ネガティブでインドア系の趣味とセンスの世界で変人さんいらっしゃ~~い……な『文化系』。
説明にちょっとどころか大分偏見が入ったかもしれないが、とにかくこの二種類が世間一般で言われるクラブ部活動であろう。……まあ、俺のこの偏った思考はこの学校に『運動系』がマジホモい方の愛の巣で、『文化系』がオタッキーの巣窟だからだろう。
……が、うちの一見普通な学校では前述の二種以外の系統の部活が存在する。
それは『両刀系』である。い、いやいや……今俺が勝手に頭の中で創作したわけじゃあないからね!?
『両刀系』ってのは別にバイ系でどっちも喰えますパクッーなイロモノ的な感じではなく、『運動系』と『文化系』を兼任してますよーということである。まあ、『両刀系』といってもうちの学校ではその部活……いや、同好会は一つしかないから系統と呼んでいいか分からんけどさ。

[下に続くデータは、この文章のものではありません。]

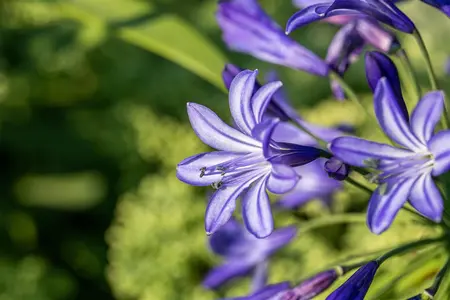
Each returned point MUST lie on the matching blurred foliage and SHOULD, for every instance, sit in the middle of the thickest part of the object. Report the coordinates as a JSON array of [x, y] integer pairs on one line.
[[93, 123]]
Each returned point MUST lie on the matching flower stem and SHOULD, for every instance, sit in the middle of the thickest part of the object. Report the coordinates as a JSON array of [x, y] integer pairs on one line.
[[431, 74], [348, 91], [332, 220], [407, 247]]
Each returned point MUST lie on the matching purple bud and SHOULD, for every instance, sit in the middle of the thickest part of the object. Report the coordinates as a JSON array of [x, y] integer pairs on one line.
[[447, 67], [443, 6], [357, 285], [313, 286], [379, 65], [336, 169]]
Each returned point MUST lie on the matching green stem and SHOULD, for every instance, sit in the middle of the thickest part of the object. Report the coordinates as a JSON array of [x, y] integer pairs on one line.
[[432, 76], [359, 185], [348, 91], [426, 56], [407, 247], [332, 220]]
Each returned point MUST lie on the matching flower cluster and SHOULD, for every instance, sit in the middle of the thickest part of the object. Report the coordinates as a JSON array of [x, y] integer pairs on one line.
[[270, 148]]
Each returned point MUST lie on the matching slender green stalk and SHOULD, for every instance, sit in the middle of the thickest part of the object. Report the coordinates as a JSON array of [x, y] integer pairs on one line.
[[431, 74], [407, 247], [348, 91], [359, 185], [332, 220]]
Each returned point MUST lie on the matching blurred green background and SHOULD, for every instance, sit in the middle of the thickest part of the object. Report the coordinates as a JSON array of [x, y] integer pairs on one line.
[[93, 123]]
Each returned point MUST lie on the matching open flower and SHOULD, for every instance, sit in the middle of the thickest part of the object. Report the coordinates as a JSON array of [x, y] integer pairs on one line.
[[247, 28], [244, 253], [405, 171], [248, 160]]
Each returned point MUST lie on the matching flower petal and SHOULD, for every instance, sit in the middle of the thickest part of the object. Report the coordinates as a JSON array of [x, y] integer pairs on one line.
[[379, 65], [439, 145], [215, 133], [247, 28], [189, 171], [426, 198], [263, 132], [241, 91], [282, 179], [221, 274], [256, 209], [391, 117], [356, 151], [229, 240], [223, 202], [383, 208], [262, 98], [427, 114], [259, 279]]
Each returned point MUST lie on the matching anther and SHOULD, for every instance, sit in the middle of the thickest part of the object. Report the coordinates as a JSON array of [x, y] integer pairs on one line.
[[202, 172]]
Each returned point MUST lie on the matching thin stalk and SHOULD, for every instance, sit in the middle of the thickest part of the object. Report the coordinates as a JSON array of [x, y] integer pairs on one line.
[[332, 220], [431, 74], [407, 247], [348, 91], [359, 185]]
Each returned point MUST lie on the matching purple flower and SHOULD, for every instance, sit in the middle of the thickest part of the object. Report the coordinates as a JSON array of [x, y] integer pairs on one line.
[[269, 292], [349, 42], [313, 286], [356, 287], [336, 169], [442, 5], [247, 28], [248, 160], [244, 253], [383, 11], [280, 107], [406, 171], [379, 65], [314, 184]]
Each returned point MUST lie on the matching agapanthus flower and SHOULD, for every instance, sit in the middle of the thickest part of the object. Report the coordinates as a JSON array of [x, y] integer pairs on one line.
[[402, 172], [314, 183], [244, 254], [337, 169], [248, 162], [350, 41], [357, 32], [247, 28], [305, 290], [356, 287], [442, 5], [379, 65], [384, 11]]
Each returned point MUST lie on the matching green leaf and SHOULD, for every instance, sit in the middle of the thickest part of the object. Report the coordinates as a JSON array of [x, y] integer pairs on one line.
[[166, 35]]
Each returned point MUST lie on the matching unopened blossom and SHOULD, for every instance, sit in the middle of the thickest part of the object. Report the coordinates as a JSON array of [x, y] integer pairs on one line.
[[244, 254], [248, 160], [356, 287], [247, 28], [384, 11]]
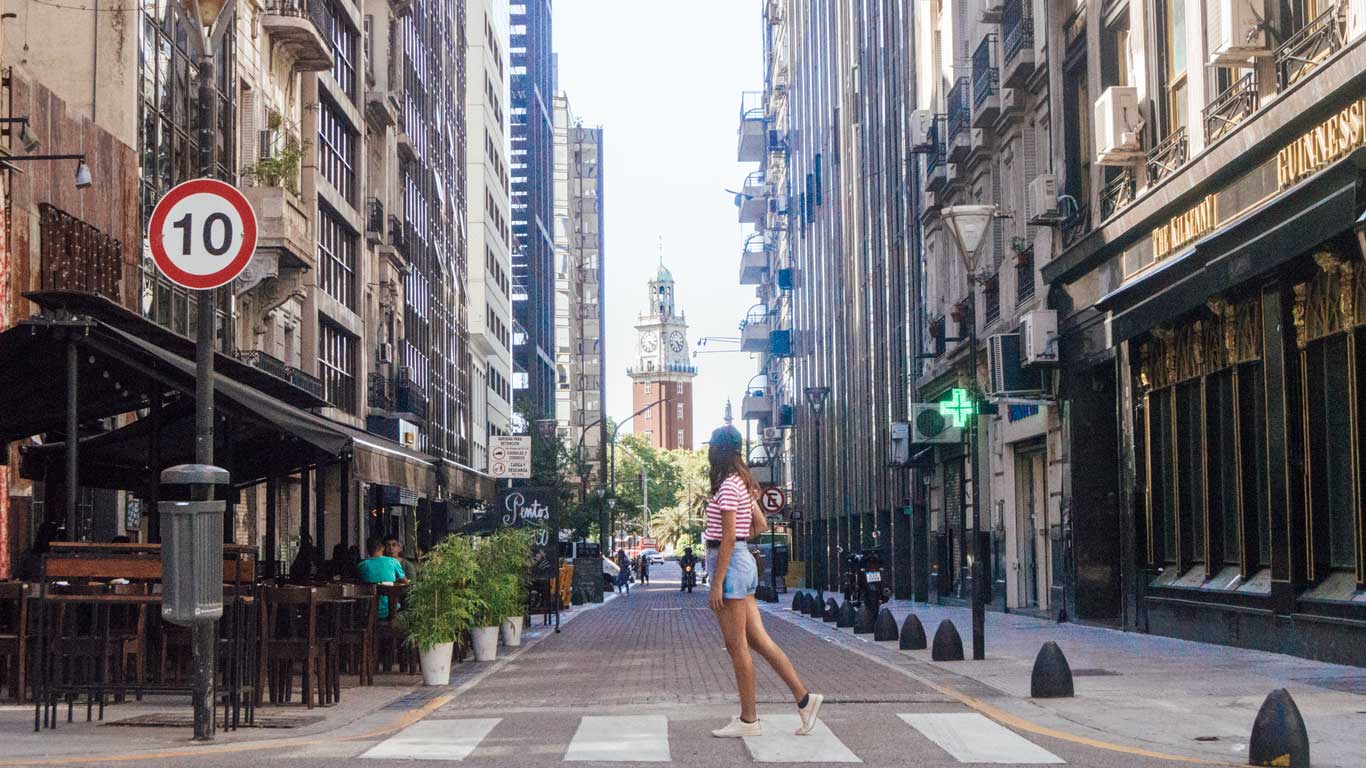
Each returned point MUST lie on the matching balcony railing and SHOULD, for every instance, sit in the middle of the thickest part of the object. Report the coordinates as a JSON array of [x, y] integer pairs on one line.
[[1118, 193], [959, 110], [985, 73], [1307, 48], [1231, 107], [1016, 28], [1167, 156]]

「ノンノン、けんけんは『MOD同好会』があーずかるからねー」
ちびっ子赤髪ツインテールがちっちっちと唇で品を作りながら、みんなの前でそう宣言する。このちょっとおぼこい女は東条紅音、『MOD同好会』ー通称、『モズクとお酢を一緒に召しあがる同好会』の第二十七代会長であり、俺の一つ年上の先輩様である。トチ狂った名前の同好会であるが、これでも学校の生徒会で認可された立派な同好会であるから仕方あるまい。恨むんなら名前をつけた初代会長と妻子と養育費とプライドと毛根を失ったこの学校の長を恨んでくれ。
「あ、紅音ちゃん……! け、ケンくんと私は一緒に帰るんだから邪魔しないで……じゃ邪魔しないでくれくれませクレメンス!」
紅音さんに対して、一番最初に反応したのは姉貴だった。
珍しいな、姉貴が辛いもんを口にしてのたうち回る柴犬みたく動揺するなんて。ま、それもそうか。紅音さんは姉貴と同級生で、かつ同じクラスなのだから色々と俺達には分からないちん●的な弱みを握られているのだろう。人心掌握術に関しては紅音さんは得意中の得意だからな。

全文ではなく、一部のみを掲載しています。